By @atleastoptimal - 3 months
This will be necessary as prions have been proven to persist in the environment (plants that grow over the soil where deer with CWD decompose can transmit the disease to animals that eat them).

Prions are both 100% fatal and virtually indestructible. It's like some sort of glitch universal kill-switch biology happened upon encoded by hell itself.

By @rockinghigh - 3 months
The actual paper: Brainwide silencing of prion protein by AAV-mediated delivery of an engineered compact epigenetic editor https://www.science.org/doi/10.1126/science.ado7082
By @gushogg-blake - 3 months
Does this affect infectious prion diseases as well, or just the genetic ones? Article makes it sound like everyone has the prion protein gene, so not sure what the different etiologies are. My understanding was that prions were just self-replicating proteins with no biological mechanisms involved, but apparently it's more complex than that.
By @nikolay - 3 months
A family became scientists to find a cure and their solution is pretty simple: https://www.youtube.com/watch?v=04PmEJaYKd0
By @im3w1l - 3 months
Amazing work. But I have some questions. The tool lowers the amount of the protein by 80%. That seems a bit low? Like I'm sure it's way better than nothing, but is it really enough?

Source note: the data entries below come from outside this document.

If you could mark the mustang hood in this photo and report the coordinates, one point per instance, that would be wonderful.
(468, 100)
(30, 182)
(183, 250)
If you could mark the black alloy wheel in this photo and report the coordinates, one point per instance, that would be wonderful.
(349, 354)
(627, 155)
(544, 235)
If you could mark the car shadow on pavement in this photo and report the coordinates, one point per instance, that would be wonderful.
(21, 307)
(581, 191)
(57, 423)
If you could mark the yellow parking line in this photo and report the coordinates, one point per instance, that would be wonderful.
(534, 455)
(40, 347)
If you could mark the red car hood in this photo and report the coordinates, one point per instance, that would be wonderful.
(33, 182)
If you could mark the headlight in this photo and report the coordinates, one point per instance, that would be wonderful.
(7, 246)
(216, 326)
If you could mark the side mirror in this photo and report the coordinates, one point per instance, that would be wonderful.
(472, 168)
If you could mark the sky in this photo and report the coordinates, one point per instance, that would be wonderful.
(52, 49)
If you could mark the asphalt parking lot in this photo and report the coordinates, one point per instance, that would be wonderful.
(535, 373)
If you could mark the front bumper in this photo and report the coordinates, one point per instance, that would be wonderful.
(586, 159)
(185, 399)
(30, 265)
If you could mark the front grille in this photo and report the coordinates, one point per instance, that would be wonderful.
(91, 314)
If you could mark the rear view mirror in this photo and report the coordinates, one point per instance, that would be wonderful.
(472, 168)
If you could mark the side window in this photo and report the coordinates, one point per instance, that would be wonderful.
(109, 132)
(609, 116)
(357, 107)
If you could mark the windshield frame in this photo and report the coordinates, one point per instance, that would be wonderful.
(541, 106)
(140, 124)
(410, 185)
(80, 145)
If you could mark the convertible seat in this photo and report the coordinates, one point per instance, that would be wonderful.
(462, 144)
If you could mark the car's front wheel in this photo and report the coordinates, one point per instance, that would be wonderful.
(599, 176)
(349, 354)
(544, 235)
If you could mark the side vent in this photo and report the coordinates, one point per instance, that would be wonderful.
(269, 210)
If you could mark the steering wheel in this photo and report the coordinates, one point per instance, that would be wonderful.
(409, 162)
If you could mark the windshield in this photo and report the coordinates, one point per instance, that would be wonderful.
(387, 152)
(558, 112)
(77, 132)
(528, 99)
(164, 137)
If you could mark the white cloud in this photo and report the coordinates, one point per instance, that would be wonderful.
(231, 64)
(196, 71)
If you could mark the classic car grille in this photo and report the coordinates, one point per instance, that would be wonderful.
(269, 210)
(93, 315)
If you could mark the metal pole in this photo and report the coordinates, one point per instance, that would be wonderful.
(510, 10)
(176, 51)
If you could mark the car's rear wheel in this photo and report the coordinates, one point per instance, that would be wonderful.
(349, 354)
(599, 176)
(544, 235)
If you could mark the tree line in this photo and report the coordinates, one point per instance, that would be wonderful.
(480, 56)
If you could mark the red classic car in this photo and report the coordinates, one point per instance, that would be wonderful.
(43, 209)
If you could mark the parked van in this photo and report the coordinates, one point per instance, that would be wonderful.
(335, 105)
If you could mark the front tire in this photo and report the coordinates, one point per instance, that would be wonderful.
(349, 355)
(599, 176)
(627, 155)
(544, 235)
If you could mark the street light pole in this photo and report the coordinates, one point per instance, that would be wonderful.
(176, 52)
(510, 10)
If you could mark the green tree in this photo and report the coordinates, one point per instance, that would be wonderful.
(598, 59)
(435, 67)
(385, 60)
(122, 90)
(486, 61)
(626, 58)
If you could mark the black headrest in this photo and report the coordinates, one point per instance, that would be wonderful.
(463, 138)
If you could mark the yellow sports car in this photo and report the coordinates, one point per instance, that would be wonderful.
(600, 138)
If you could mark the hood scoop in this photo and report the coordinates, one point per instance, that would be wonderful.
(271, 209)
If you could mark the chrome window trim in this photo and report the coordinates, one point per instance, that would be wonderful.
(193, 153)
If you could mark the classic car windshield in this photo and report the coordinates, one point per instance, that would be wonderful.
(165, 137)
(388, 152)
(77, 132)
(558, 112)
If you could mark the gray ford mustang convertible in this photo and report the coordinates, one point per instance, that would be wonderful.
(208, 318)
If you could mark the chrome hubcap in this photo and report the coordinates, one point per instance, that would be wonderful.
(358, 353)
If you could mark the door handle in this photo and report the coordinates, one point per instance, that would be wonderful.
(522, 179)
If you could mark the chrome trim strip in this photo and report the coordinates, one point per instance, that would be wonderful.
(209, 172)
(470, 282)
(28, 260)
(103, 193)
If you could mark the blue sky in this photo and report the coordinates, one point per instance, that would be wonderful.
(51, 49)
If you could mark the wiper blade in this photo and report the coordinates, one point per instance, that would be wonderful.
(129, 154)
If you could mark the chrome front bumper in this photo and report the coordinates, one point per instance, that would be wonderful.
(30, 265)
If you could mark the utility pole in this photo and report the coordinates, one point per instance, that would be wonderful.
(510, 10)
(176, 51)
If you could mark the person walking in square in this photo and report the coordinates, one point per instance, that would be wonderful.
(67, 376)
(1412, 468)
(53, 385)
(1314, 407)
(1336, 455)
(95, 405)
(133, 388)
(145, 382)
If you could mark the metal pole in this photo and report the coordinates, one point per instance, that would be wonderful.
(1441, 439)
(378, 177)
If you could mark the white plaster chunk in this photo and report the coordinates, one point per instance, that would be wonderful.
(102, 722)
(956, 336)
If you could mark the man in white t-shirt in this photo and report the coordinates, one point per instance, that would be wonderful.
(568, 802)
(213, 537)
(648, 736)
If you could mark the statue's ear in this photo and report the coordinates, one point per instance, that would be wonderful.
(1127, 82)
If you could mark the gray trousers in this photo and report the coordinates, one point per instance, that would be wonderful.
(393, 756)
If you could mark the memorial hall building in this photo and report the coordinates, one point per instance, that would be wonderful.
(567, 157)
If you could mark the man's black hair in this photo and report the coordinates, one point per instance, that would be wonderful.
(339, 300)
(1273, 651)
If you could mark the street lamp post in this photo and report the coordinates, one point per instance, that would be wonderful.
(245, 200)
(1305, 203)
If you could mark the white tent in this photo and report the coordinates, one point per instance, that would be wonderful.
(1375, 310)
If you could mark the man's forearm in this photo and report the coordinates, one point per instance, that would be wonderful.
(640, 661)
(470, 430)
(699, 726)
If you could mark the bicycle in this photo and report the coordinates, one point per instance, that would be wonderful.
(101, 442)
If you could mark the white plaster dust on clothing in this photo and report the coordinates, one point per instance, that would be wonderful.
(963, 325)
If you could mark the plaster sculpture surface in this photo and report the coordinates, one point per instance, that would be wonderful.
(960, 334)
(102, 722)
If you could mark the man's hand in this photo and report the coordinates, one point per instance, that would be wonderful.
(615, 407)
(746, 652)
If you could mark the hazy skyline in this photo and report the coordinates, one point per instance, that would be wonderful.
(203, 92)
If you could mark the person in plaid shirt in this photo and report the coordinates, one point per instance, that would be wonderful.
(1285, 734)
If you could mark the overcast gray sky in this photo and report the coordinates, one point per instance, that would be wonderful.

Also they say that the gene is turned off permanently, but is that really so? I thought epigenetic changes gradually revert themselves - though I suppose that just means you have to reapply the treatment every n years.

By @oigursh - 3 months
It's believed the UK will suffer from a batch of hidden vCJD prion disease in the next decade or so. Well needed therapy.
By @LinuxBender - 3 months
Please forgive my naive question, this is not my area of expertise. Will this be something I can inject my deer with to cure or prevent CWD, or does it require injecting something into the brain or spine? Or for that matter, how will it be administered to humans?
By @unsupp0rted - 3 months
If this works, I wonder if we’ll discover that a bunch of diseases and conditions we thought were genetic, bacterial or viral are actually just prions causing us to go nuts.
By @flobosg - 3 months
Related discussion, from last week: https://news.ycombinator.com/item?id=40859876
By @willmadden - 3 months
Prions aren't highly communicable. You could also be struck by lightning or be hit by a car. This isn't a big priority.